Hand Tools

Re: Questions on sole flattening

Steve D, CT
This should be a non-controversial thread... :b

I think context matters in evaluating flatness. I don't bother flattening my #5 scrubs as long as they work. For a smoother taking very fine shavings I would try to get as flat as possible. Peak performance in any plane would be at perfect flatness and would decline from peak as flatness varies from perfect. How far off perfectly flat would determine the maximum level of performance. If a 1/32 cut is being taken then a lapped sole is overkill.

The bench planes I worry about are smoothing and jointing planes. A jointer used for flattening isn't as critical because there are other planes following its use but for edge jointing I would want flat.

For question 2, a novice would flatten their plane about 5 minutes after Googling "handplane."

I find that the benefit of a very flat plane comes when taking a very light cut, which most closely cuts the board to match the plane sole. The round sole 101s and compass planes will try to make surfaces matching their contours. If a sole is twisted, arched or bellied the plane will be happiest creating the opposite shape on the work.

Also, when the plane doesn't match the work the cut will be interrupted by the mismatch. Again, for rough work it doesn't matter so much.

I sharpened up an ebay plane and started testing it. I put the whole plane on a board face and turned the adjuster until I could feel the blade start to cut. Because of the balance of the plane that means the plane is resting on the area behind the blade.

When I went to start a cut and registered front end of the plane on the end of the work the cut was much heavier. Backing off the cut would cause the shaving to stop as the back end of the plane was used to register the cut.

That's a pretty extreme example but this plane was obviously used a ton. The ends of the corrugations show heavy wear from abrasive bits exiting the grooves and you can see the typical angle of push that the user had. Smaller differences in performance would be seen with less severe sole deviations but there is a diminishing return from increasing the flatness.

In your example of removing material from the midsection while protecting the ends, I would arrange my abrasive to only contact the middle until the sole is almost flat. That could be using 8" of paper on a 15" plane or turning the body of the plane so the ends overhang the sandpaper. Checking often is key so an ugly gouge is avoided.

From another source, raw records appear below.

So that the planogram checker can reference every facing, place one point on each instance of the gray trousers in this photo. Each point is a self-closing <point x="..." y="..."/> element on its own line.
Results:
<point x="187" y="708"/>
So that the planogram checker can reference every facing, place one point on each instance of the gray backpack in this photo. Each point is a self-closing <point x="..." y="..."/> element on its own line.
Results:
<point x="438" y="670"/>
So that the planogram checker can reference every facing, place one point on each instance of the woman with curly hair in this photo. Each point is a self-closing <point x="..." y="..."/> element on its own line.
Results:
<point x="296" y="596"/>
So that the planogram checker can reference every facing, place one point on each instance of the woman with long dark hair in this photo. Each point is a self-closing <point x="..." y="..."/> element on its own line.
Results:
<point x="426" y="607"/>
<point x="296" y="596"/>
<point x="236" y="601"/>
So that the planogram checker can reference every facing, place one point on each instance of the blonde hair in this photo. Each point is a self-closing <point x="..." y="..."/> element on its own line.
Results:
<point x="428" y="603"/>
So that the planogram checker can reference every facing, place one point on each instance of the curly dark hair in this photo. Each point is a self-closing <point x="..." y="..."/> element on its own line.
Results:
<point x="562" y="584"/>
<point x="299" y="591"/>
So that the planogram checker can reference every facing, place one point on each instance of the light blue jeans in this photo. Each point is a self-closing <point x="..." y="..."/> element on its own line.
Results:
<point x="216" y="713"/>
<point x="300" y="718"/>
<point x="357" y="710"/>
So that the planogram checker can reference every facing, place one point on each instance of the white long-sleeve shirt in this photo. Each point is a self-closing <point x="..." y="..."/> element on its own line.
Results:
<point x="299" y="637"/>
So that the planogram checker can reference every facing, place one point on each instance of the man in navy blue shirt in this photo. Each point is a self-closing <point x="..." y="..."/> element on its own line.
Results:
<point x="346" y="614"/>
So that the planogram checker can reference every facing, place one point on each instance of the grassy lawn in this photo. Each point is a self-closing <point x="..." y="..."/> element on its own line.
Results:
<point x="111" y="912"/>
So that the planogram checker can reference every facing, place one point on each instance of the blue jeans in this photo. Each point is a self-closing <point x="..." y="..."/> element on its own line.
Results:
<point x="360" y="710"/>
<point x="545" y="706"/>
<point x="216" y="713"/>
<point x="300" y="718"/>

To keep from making a flattening session a rounding session I first do a single pass on the last paper on my sandpaper stone to see the wear pattern. Depending on the amount of material coming off I would choose the initial paper. For really coarse work I have found cutting sanding belts and gluing to a substrate works well. IMO, using a finer grit for more stroke will not give the same result as a coarser one for fewer. I also will use the whole sandpaper, overhanging the edges through the session. As sandpaper loses grit it changes thickness so only using the middle of the paper creates an abrasive bowl shape that transfers to the plane.

I also press the plane down in the center, avoiding the sides so I don't unconsciously bias one side.

If you use a new LN or LV plane, that would demonstrate the capability of a high flatness plane. The cuts are very consistent end to end on a board. Wonky planes are more variable and fussy. Thats not to say vintage planes are fussy but can explain why a vintage plane doesn't keep up with its stablemates.

There are methods I see online that make me cringe. For that reason I shy away from "restored" planes although my plane buying days should be long past.